I have gone from reading several newspapers daily, watching CNN and Fox, occasionally reading those annoying emails from news sources no one has ever heard of, to reading the NYPost and my local version of The Patch.
All because I do not believe that the media in this country is fair and unbiased. Doesn’t matter the source, you are hearing a slanted version of the news and it still somehow comes back to Donald Trump.
Why? It’s simple, ratings are better with Trump. Circulations are better when Donald Trump being ridiculed or validated. It’s this fascination that I am giving every media outlet the right to cast aside. Cover the real stories and let sleeping dogs lie I say.
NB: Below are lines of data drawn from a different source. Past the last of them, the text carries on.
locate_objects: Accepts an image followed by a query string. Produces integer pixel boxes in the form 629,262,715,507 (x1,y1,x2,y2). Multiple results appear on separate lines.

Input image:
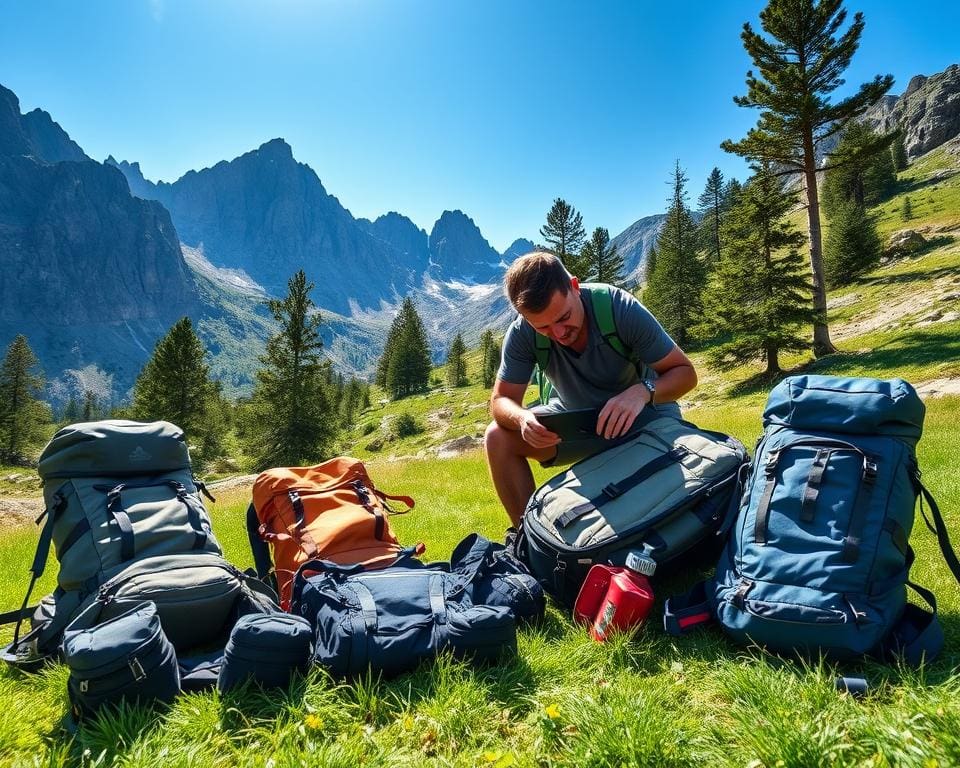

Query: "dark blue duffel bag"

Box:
63,602,180,718
217,613,313,693
291,536,544,675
Yet, taking in all different sources of information it is still very clear to me: The Liberal press has not let go of its disdain for former President Donald Trump. The right is equally responsible for its love for all things Trumpian.
Enough already.
I bring this all up because as I opened up Dave Leonhardt’s column from The Morning (A NYTimes feature I subscribe to) he somewhat accurately explains the dichotomy of autocracy vs democracy and it didn’t take him but two paragraphs before he brought up Donald Trump and some nonsense about Trumps followers trying to turn a democratic election into something different. Enough is enough.
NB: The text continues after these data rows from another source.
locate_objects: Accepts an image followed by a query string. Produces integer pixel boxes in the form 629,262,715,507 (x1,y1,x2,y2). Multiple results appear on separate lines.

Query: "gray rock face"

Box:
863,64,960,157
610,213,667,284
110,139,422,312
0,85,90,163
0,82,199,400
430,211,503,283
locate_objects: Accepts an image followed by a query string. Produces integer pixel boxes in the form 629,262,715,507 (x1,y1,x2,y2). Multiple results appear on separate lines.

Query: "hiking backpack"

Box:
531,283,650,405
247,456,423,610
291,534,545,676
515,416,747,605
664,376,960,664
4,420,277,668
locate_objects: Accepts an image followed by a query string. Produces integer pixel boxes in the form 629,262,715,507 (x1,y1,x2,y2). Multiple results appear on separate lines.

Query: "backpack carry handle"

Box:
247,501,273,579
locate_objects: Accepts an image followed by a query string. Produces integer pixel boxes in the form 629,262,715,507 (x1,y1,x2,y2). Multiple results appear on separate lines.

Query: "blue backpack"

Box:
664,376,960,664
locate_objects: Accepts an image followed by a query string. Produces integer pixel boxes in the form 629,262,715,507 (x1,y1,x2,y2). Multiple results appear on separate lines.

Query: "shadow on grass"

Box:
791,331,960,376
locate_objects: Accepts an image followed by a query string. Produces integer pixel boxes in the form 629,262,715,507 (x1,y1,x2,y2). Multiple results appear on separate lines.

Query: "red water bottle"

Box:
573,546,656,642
Let me stop right there. While I do not believe that the “rigged” election illegally put Joe Biden in office, I do believe that there was some shenanigans. Just like every election we have ever held in this country. It is 50 states trying to watch over countless communities that are responsible for the election results. You have to be naive’ to think that someone isn’t dropping more ballots or ripping up a few here and there. However, at the end of the day, Donald Trump lost by over seven million votes. Not a landslide but certainly not “Too close to call”. Whatever challenges the Republicans made were all defeated. Biden won. Enough already with even bothering to bring that up. The Clinton campaign subverted an entire presidency because they believed there was election medalling by the Russians. Yet, they never found any evidence of it. However, that attempt to destroy a presidency was ok. The media played that one up pretty good and at the end of the day, they had egg on their faces and never apologized.
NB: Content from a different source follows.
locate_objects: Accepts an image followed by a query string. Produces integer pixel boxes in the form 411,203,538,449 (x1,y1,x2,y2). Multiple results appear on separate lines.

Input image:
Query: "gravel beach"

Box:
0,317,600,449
The point of all of this is simple. The media, both sides, needs to get back to reporting the news. Trying to blame the Trump administration today for policies of four years ago is getting old quick. Whatever successes or failures the Biden administration has will be on them.
If anyone wonders why ratings are down for all news outlets overall, the answer is obvious. Liberal outlets are trying to connect anything they can to Donald Trump and it just really isn’t working anymore. He isn’t President. The conservative media is lost as well, trying build a battle where there really isn’t one and they don’t have Trump to defend anymore as well. They are all lost it seems.
The scary thing about all of this is that while ratings and sales mean a lot to media outlets, the bottomline is that they all belong to bigger media entities that are very profitable. They (not that it is sustainable model) can withstand shrinking revenue for a short period of time, while they retrench and limit coverage and keep going.
The motherships like the power of the news outlets, don’t fool yourselves. To address policy on a news outlet is the ultimate power move. Corporate parents like being asked to sit at the table more than they like the success of the next Dancing with the Voice Avatar show their minions have created. News divisions rarely are profitable but it isn’t profits that matter here, it’s a continued voice in the discourse of policy and practice.
This isn’t anything new however, networks and newspapers have always held an important role in policy and practice. Walter Cronkite, Edward R Murrow, Peter Jennings, John Chancellor and the list goes on. While they may have been partisan to one side or the other, that fact rarely showed up in their reporting. The networks clearly ran their own ships and up until the late 60’s and early 70’s generally stayed out of the political fray until Richard Nixon changed all of that.
Sorry for shooting off in different directions here but I think my point is pretty clear, it’s time to let the media free itself from the shackles of all things Trump and just move on. If they don’t get the message that people are just tired of hearing broadcasters somehow weave a story around some Trump issue, the ratings and the lost circulation surely will remind them.